Wood's outstanding first half-season in the Reds organization earned him a spot on the Dragons roster in 2006 as a 19-year-old. He was given the honor of being the Dragons opening night starting pitcher as part of a starting rotation that also included future Major Leaguers Johnny Cueto, Carlos Fisher, and Jeff Stevens.

Wood's first start with the Dragons resulted in a no-decision, but his second start was an indication of things to come. He struck out 10 Lansing batters in just five shutout innings, walking only one and allowing only four hits to earn his first Midwest League win. By the end of June, Wood was 6-0, holding opposing batters to a sub-.200 average, and averaging over a strikeout an inning.

Wood made 27 starts for the Dragons in 2006 to tie the club record that has not been matched since that season. He finished the year with a 10-5 record and a 3.66 ERA. Opposing batters hit a combined .215 against Wood. He finished strong, allowing just one run over his last 20 innings. It was an excellent year.
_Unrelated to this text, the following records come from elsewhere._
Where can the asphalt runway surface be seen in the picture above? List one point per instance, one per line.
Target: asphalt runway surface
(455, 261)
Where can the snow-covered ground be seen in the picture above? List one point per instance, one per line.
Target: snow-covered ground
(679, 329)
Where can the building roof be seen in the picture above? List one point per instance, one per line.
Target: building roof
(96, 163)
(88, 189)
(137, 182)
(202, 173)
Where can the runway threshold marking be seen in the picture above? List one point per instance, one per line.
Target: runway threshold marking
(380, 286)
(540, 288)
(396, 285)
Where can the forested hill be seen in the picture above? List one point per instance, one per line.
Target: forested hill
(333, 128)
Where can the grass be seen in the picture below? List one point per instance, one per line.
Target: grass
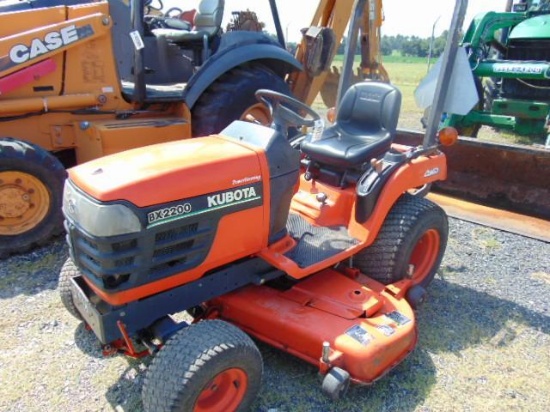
(406, 72)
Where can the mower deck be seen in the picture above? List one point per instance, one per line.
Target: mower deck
(369, 329)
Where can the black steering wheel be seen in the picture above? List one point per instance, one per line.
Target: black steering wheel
(285, 112)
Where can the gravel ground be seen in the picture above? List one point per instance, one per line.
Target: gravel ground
(484, 341)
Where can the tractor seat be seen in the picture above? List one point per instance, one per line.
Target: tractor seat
(208, 20)
(364, 128)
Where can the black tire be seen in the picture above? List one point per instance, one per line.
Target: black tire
(29, 160)
(336, 383)
(191, 362)
(230, 96)
(413, 222)
(68, 271)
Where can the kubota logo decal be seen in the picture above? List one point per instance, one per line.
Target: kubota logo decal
(53, 40)
(239, 195)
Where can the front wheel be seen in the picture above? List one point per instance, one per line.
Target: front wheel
(232, 97)
(31, 189)
(411, 242)
(208, 366)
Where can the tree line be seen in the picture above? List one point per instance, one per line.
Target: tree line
(406, 45)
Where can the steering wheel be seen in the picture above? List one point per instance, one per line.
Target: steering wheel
(285, 111)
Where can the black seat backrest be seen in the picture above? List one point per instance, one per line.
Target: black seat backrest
(209, 16)
(364, 128)
(369, 107)
(207, 22)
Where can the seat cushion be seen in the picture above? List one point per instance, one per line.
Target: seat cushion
(341, 149)
(364, 129)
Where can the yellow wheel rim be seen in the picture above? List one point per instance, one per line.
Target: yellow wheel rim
(257, 113)
(24, 202)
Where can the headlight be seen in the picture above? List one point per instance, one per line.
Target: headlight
(97, 219)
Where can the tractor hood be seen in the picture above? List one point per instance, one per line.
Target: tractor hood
(167, 172)
(533, 28)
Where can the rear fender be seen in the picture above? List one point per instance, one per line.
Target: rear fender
(270, 55)
(416, 173)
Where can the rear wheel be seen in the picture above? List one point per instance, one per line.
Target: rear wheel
(411, 241)
(208, 366)
(232, 97)
(31, 189)
(68, 271)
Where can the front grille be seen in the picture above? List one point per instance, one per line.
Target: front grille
(122, 262)
(528, 89)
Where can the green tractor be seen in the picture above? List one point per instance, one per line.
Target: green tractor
(509, 54)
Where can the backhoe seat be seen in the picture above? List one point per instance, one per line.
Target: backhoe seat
(208, 20)
(364, 128)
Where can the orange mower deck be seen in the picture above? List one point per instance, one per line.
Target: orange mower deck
(367, 329)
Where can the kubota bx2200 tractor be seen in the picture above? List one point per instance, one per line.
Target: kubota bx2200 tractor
(80, 79)
(321, 252)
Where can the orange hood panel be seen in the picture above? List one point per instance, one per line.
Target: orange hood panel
(169, 171)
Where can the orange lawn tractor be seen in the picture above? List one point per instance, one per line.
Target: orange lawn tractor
(322, 252)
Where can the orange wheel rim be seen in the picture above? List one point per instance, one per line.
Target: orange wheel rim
(257, 113)
(424, 255)
(24, 202)
(223, 393)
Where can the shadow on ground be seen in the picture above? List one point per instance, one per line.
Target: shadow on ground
(33, 272)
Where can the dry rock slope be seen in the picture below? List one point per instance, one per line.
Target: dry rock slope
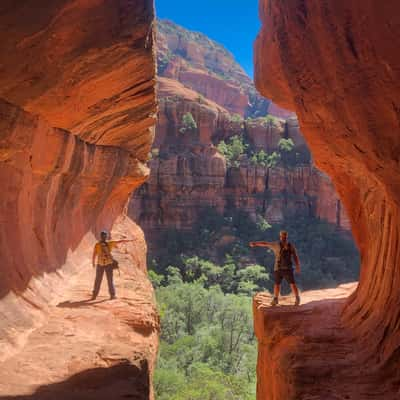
(77, 109)
(336, 64)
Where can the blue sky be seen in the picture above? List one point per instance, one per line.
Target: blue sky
(233, 23)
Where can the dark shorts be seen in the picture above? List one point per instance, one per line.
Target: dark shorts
(284, 274)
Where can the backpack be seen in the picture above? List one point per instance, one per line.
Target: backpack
(114, 264)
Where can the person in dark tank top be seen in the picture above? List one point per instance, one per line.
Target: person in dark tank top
(285, 254)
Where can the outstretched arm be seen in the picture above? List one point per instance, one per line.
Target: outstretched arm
(117, 242)
(260, 244)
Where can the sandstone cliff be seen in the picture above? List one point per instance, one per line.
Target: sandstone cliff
(336, 64)
(77, 109)
(188, 173)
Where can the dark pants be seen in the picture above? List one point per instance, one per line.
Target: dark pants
(99, 277)
(286, 274)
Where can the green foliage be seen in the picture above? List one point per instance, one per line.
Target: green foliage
(233, 150)
(188, 123)
(262, 224)
(201, 99)
(236, 118)
(263, 159)
(155, 278)
(207, 349)
(155, 153)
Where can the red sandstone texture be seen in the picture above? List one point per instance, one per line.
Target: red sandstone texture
(336, 64)
(77, 108)
(189, 173)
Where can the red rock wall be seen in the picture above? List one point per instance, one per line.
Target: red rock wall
(86, 68)
(336, 64)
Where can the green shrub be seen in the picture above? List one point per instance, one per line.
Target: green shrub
(285, 145)
(233, 150)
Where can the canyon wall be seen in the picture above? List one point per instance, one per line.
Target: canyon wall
(77, 110)
(336, 64)
(188, 173)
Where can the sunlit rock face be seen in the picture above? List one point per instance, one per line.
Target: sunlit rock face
(189, 174)
(336, 64)
(77, 109)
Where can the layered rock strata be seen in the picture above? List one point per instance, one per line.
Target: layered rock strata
(77, 109)
(188, 173)
(336, 65)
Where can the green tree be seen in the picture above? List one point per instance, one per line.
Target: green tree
(233, 150)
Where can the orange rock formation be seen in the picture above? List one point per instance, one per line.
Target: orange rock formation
(190, 174)
(77, 109)
(336, 64)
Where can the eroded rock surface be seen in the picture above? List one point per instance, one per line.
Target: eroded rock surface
(189, 174)
(335, 63)
(92, 349)
(77, 109)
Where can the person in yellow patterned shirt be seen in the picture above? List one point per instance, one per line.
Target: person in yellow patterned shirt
(102, 253)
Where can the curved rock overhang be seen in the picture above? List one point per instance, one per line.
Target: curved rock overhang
(77, 115)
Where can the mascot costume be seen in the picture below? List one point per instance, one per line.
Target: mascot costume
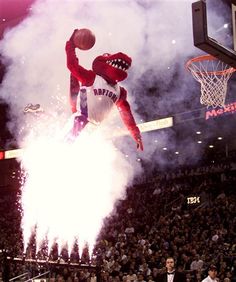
(93, 93)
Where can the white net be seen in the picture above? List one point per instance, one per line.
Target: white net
(213, 76)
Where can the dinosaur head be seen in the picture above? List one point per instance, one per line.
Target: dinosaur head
(113, 68)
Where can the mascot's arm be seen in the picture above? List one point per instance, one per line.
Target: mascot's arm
(128, 119)
(86, 77)
(74, 91)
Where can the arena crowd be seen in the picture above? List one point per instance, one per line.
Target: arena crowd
(188, 214)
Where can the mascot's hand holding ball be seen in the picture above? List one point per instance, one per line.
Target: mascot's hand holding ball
(93, 93)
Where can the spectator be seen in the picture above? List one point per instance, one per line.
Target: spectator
(212, 273)
(171, 274)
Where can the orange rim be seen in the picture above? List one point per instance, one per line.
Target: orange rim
(208, 58)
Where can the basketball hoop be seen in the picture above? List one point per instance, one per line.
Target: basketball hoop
(213, 76)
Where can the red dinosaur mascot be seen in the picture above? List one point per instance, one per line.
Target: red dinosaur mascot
(94, 93)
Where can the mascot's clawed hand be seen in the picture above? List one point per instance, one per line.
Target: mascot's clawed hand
(93, 93)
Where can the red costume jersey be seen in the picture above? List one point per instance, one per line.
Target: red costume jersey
(95, 92)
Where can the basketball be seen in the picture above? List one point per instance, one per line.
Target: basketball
(84, 39)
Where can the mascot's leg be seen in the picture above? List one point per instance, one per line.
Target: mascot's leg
(79, 123)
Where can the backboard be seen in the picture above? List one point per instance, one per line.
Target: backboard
(210, 45)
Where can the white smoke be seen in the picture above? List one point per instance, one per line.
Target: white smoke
(156, 34)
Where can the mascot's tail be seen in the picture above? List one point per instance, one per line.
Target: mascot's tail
(30, 108)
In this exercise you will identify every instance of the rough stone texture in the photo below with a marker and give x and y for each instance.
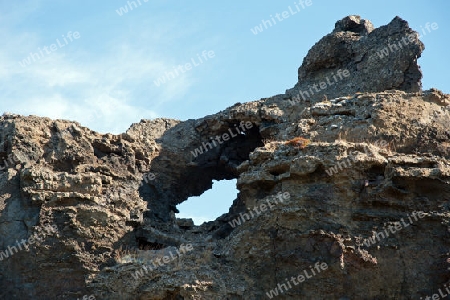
(91, 187)
(355, 46)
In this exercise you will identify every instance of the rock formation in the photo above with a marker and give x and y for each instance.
(354, 176)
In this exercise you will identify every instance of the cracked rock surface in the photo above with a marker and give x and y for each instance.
(378, 157)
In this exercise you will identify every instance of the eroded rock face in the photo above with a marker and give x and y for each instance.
(377, 160)
(377, 60)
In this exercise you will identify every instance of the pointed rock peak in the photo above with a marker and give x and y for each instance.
(355, 57)
(354, 24)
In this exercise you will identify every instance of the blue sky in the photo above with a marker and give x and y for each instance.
(105, 79)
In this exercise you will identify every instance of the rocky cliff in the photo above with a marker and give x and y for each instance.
(344, 190)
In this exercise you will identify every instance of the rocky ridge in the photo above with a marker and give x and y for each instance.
(345, 187)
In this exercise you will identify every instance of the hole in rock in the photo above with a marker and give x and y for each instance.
(211, 204)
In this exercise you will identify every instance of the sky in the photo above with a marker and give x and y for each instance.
(107, 64)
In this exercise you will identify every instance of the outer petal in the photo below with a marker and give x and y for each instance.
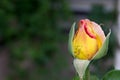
(99, 31)
(84, 46)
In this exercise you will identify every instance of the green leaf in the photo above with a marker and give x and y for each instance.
(81, 66)
(103, 50)
(71, 35)
(76, 78)
(112, 75)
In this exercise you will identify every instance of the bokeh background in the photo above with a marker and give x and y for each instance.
(34, 37)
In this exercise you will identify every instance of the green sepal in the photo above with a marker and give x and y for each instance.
(103, 50)
(112, 75)
(71, 35)
(81, 66)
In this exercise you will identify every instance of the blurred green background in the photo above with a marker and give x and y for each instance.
(34, 35)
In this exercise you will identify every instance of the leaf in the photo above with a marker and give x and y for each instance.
(71, 35)
(112, 75)
(81, 66)
(103, 50)
(93, 77)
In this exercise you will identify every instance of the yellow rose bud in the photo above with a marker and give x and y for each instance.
(87, 40)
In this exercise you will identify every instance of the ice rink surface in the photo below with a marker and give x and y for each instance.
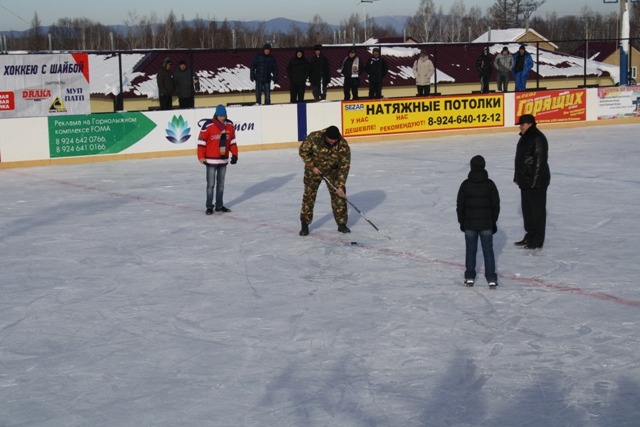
(123, 304)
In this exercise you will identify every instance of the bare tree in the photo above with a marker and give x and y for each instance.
(199, 32)
(457, 21)
(36, 36)
(318, 31)
(167, 31)
(352, 28)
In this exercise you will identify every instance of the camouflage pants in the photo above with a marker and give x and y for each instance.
(311, 184)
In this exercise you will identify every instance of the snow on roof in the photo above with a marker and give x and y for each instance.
(509, 35)
(227, 71)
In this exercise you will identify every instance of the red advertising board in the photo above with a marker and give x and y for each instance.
(553, 106)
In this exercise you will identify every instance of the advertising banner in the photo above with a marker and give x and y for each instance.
(362, 118)
(618, 102)
(139, 132)
(552, 106)
(44, 85)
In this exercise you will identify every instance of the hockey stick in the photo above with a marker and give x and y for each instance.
(333, 187)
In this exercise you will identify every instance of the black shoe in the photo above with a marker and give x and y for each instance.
(343, 228)
(304, 231)
(522, 242)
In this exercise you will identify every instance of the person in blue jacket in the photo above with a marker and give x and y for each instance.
(522, 64)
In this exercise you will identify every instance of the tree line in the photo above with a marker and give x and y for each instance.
(457, 24)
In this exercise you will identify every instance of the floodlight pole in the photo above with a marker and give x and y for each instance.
(624, 40)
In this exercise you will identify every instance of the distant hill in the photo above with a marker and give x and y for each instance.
(272, 25)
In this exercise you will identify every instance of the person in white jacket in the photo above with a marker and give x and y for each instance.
(423, 70)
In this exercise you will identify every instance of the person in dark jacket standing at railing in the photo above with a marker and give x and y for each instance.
(377, 68)
(263, 71)
(185, 82)
(350, 69)
(165, 85)
(319, 74)
(522, 64)
(478, 208)
(483, 65)
(532, 175)
(298, 71)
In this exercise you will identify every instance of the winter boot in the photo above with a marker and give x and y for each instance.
(343, 228)
(304, 231)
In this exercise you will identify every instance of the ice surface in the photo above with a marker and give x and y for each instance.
(123, 304)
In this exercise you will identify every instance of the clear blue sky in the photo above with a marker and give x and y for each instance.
(17, 15)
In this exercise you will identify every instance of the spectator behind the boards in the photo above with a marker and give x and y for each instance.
(263, 71)
(216, 140)
(478, 208)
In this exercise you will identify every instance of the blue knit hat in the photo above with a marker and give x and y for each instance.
(220, 111)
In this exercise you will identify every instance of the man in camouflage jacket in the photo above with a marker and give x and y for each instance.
(325, 153)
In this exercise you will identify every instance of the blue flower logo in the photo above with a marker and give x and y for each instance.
(178, 130)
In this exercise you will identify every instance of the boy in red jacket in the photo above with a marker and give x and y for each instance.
(217, 139)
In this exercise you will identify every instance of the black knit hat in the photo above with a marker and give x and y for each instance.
(477, 163)
(526, 118)
(333, 132)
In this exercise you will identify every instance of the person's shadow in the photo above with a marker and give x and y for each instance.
(364, 200)
(270, 185)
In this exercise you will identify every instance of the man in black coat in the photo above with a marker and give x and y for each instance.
(319, 74)
(532, 175)
(484, 67)
(377, 68)
(478, 208)
(298, 71)
(263, 71)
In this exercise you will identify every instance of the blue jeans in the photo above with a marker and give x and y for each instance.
(486, 240)
(266, 88)
(215, 173)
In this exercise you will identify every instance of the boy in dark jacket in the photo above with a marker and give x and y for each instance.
(478, 207)
(298, 70)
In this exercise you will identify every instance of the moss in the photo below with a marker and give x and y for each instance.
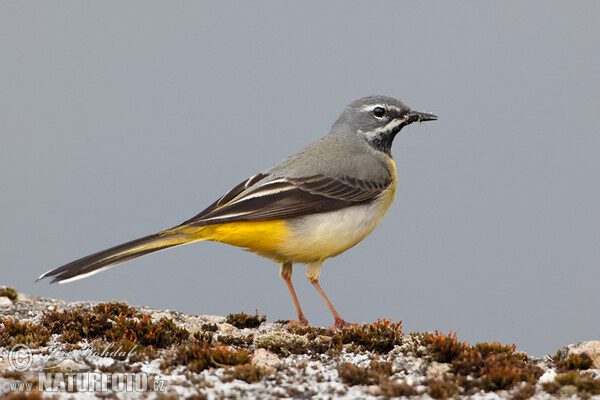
(441, 389)
(14, 332)
(380, 337)
(117, 322)
(376, 373)
(243, 320)
(24, 396)
(524, 392)
(486, 366)
(210, 327)
(571, 363)
(248, 373)
(9, 292)
(10, 374)
(198, 357)
(204, 337)
(580, 384)
(443, 348)
(396, 389)
(238, 341)
(286, 343)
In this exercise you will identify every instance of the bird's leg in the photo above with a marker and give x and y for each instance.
(312, 273)
(286, 273)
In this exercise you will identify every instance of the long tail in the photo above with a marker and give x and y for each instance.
(115, 255)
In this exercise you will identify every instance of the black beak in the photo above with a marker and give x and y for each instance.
(416, 116)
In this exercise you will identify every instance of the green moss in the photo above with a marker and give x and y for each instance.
(380, 337)
(14, 332)
(441, 389)
(237, 341)
(198, 357)
(247, 372)
(524, 392)
(396, 389)
(376, 373)
(243, 320)
(204, 337)
(581, 384)
(486, 366)
(571, 363)
(116, 322)
(286, 343)
(443, 348)
(9, 292)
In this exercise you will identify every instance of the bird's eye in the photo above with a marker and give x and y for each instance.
(378, 112)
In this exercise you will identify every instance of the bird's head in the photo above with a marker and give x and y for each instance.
(377, 119)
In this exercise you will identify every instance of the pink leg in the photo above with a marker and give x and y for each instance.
(286, 274)
(339, 322)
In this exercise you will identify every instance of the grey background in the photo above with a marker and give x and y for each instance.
(121, 119)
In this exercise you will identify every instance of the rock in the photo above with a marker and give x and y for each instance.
(5, 302)
(227, 328)
(262, 357)
(590, 349)
(437, 369)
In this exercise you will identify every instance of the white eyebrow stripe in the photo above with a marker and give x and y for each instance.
(370, 107)
(387, 127)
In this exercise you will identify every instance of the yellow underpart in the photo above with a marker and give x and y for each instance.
(263, 237)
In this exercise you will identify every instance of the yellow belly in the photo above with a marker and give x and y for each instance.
(305, 239)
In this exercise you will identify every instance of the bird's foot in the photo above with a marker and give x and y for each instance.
(341, 324)
(301, 322)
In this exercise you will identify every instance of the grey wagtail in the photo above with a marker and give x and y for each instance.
(313, 205)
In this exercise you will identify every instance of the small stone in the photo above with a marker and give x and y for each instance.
(5, 302)
(263, 357)
(548, 376)
(226, 328)
(590, 349)
(436, 369)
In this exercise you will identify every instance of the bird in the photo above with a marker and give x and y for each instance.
(313, 205)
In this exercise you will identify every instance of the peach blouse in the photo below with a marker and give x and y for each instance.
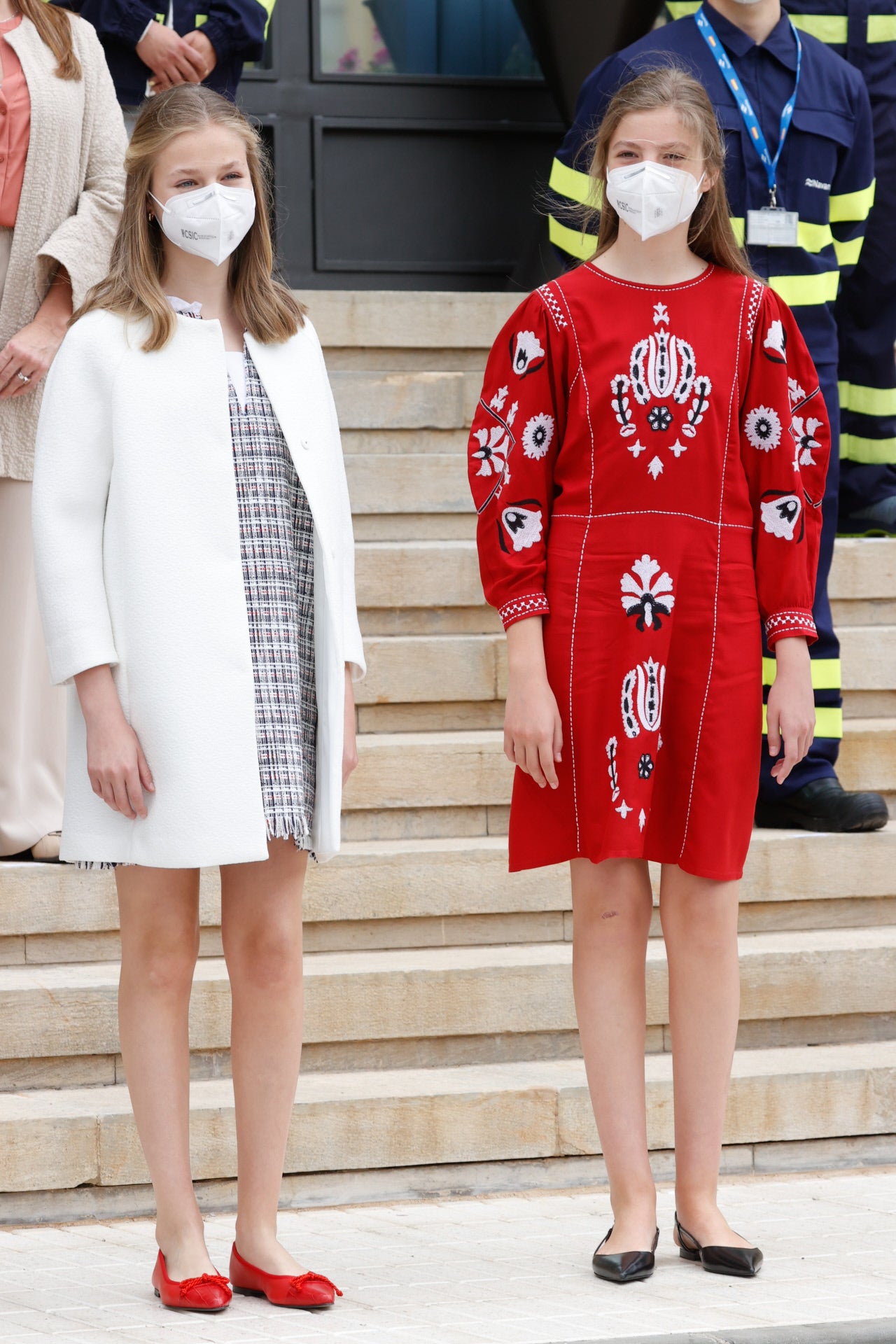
(15, 128)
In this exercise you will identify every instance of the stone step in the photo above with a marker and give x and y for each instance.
(375, 400)
(442, 992)
(444, 668)
(62, 1139)
(447, 574)
(375, 319)
(468, 769)
(431, 881)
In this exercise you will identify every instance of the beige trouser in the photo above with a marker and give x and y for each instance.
(33, 713)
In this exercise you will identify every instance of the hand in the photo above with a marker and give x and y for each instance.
(115, 762)
(349, 741)
(171, 58)
(29, 353)
(792, 708)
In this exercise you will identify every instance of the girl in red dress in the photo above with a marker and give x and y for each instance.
(648, 461)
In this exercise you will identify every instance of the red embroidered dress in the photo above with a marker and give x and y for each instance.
(648, 464)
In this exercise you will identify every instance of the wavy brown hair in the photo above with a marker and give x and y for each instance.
(710, 234)
(54, 30)
(133, 288)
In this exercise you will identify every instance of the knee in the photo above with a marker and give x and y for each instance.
(267, 958)
(164, 965)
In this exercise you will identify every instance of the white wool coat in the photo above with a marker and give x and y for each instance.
(71, 197)
(139, 565)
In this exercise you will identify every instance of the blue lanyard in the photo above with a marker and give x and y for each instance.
(751, 121)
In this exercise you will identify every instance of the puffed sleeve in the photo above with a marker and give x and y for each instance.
(516, 433)
(785, 444)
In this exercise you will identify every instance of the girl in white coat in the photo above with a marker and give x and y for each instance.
(195, 569)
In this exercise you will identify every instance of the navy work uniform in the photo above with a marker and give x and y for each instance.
(825, 174)
(864, 33)
(235, 29)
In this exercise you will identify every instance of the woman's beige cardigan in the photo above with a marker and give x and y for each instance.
(70, 202)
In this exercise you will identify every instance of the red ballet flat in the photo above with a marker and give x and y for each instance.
(305, 1291)
(206, 1294)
In 2007, Wood battled shoulder problems that limited him to just 12 starts at Sarasota. His 2008 season again brought frustration as he struggled with the jump to Double-A and dropped completely off the Baseball America list of top-30 prospects in the Reds organization. Heading into 2009, Wood needed a big season to get back on track, and he delivered.

Wood spent most of the 2009 season with Double-A Carolina and put up one of the finest seasons in recent Southern League history. In 19 starts, he allowed a total of 16 earned runs to win the league ERA title with an eye-popping, Gibson-like mark of 1.21. He earned Reds Minor League Pitcher of the Year, Southern League Pitcher of the Year, and Minor League Baseball's Class-AA Starting Pitcher of the Year. He also made eight effective Triple-A starts with Louisville to close out the season, running his final record for the year to 13-5. Baseball America jumped Wood back onto the prospect list, placing him at #7 in the Reds organization, the #2 pitching prospect.

Wood spent the first three months of the 2010 season with Louisville before being called up to the Reds for his Major League debut on July 1. In Wood's third career start on July 10 against Philadelphia, he took a perfect game into the ninth inning. At the time, the Reds had gone 22 years since their last no-hitter and had recorded only one perfect game in franchise history. Wood allowed a lead-off double to start the ninth to Carlos Ruiz to break up the perfect game, and that was the only base runner against him over nine shutout innings as Wood struck out eight. However, the game went to extra innings as a 0-0 dogfight, so Wood came away with no decision in what would surely rank as one of the finest pitching performances by a Reds starter in the last 20 years.

Wood finished the 2010 season with a 5-4 record and a 3.51 ERA in 17 starts for the Reds as he emerged as one of the top rookie pitchers in the National League. He also threw three and one-third scoreless innings in the playoffs.

Wood battled inconsistency during the 2011 season and spent some time back in the Minor Leagues. He went 6-6 with the Reds with a 4.84 ERA. Following the season, Wood was a key piece in a four-player trade with the Cubs that brought relief pitcher Sean Marshall to Cincinnati. Former Dragons Dave Sappelt and Ronald Torreyes also went to Chicago in the trade. Wood made 26 starts for the Cubs in 2012, pitching for a team that lost 101 games. Wood went 6-13 with a 4.27 ERA.

Wood is still just 26 years old and capable of a long and rewarding Major League career. He was part of a memorable 2006 Dragons team that featured 10 future big leaguers, including Bruce, Cueto, Fisher, Paul Janish, and Logan Ondrusek. Travis Wood was the 44th Dragons player to reach the Majors.